Realtor.com's data showed almost a third of listings in June had price cuts in Austin, Phoenix, and Las Vegas metro areas. Price cuts are a growing national trend as higher rates triggered an affordability crisis, removing millions of new prospective home buyers. 

Bloomberg spoke with Naples, Florida, real estate agent Jennifer DeFrancesco who advised her clients to drop listing prices as she believes the flood of demand from the Northeast has eased. 

Carolyn Young, a broker associate with Christie's International Real Estate Sereno in the San Francisco Bay Area, said demand for homes in a 55-and-over community in Brentwood had seen dramatic declines since many retirees were battered by awful performance in their stock and bond portfolios in the first half.

She advised clients at Trilogy at the Vineyards to lower their listings by $50,000 to $100,000 because of faltering demand. "For sellers, it's devastating, especially if they bought something else earlier and paid too much for that," Young said.

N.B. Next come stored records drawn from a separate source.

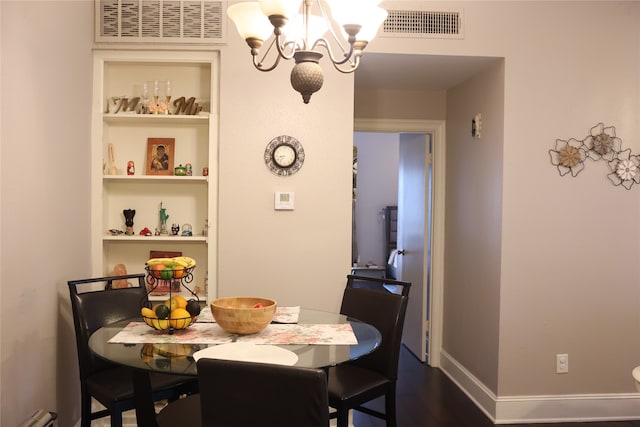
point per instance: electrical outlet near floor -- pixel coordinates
(562, 363)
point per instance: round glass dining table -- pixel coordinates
(177, 358)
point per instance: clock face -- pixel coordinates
(284, 155)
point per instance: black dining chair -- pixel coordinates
(242, 394)
(383, 304)
(94, 305)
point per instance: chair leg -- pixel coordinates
(343, 418)
(390, 406)
(116, 419)
(85, 410)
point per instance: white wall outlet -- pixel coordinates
(284, 201)
(476, 126)
(562, 363)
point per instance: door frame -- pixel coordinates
(437, 129)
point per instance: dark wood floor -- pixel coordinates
(428, 398)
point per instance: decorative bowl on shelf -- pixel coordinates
(243, 315)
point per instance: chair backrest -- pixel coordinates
(383, 304)
(240, 394)
(96, 308)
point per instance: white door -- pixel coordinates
(413, 236)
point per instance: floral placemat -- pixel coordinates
(282, 315)
(211, 333)
(197, 333)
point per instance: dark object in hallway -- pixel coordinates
(426, 397)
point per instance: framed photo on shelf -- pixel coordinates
(160, 152)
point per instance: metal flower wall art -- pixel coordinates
(601, 144)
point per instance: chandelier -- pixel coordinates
(299, 34)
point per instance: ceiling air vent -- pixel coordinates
(161, 21)
(423, 24)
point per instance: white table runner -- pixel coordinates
(212, 333)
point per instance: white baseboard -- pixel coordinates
(541, 409)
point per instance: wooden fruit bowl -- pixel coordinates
(243, 315)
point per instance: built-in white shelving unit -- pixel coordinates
(187, 199)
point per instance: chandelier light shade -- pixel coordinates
(287, 29)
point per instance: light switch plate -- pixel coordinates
(284, 201)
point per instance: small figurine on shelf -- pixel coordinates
(163, 220)
(128, 215)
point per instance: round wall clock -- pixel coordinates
(284, 155)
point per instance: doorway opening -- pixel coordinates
(428, 290)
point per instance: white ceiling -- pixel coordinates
(416, 72)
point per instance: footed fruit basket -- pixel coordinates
(176, 312)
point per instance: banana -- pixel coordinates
(185, 261)
(164, 261)
(181, 262)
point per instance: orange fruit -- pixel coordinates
(178, 271)
(179, 318)
(156, 269)
(176, 301)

Price cutting comes as a flood of inventory enters a very tight market. Another Realtor.com report this week showed the number of active US listings soared 18.7% in June from a year earlier.

Danielle Hale, the chief economist for Realtor.com, said, "We anticipated that more inventory will eventually cool the feverish pace of competition." The rise in inventory was more profound in Austin, Texas; Phoenix, Arizona; and Raleigh, North Carolina, which saw active listings more than double from a year ago. In Nashville, Tennessee, active listings jumped 86%, and 72% in Riverside, California. 

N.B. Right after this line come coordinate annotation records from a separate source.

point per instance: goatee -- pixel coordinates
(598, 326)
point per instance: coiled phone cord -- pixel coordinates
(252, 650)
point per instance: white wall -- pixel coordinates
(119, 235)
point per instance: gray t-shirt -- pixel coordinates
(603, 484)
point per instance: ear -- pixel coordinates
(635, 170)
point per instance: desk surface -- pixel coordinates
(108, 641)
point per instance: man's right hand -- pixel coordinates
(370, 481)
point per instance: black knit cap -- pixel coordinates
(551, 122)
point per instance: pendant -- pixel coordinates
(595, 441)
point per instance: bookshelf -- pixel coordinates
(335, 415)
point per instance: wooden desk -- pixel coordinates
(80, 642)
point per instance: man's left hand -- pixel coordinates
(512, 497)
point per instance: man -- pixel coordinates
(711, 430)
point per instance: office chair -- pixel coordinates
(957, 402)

Mortgage applications and pending home sales are down, which suggests the jump in the 30-year fixed-loan mortgage rate from 3% to over 6% this year (back in March, we warned coming rate explosion would trigger a housing affordability crisis) is quickly cooling the market. Next, we should first see price declines in areas that were red hot during the early days of the pandemic.

It's only a matter of time before the Case-Shiller (newly minted S&P CoreLogic CS) home price index data turns.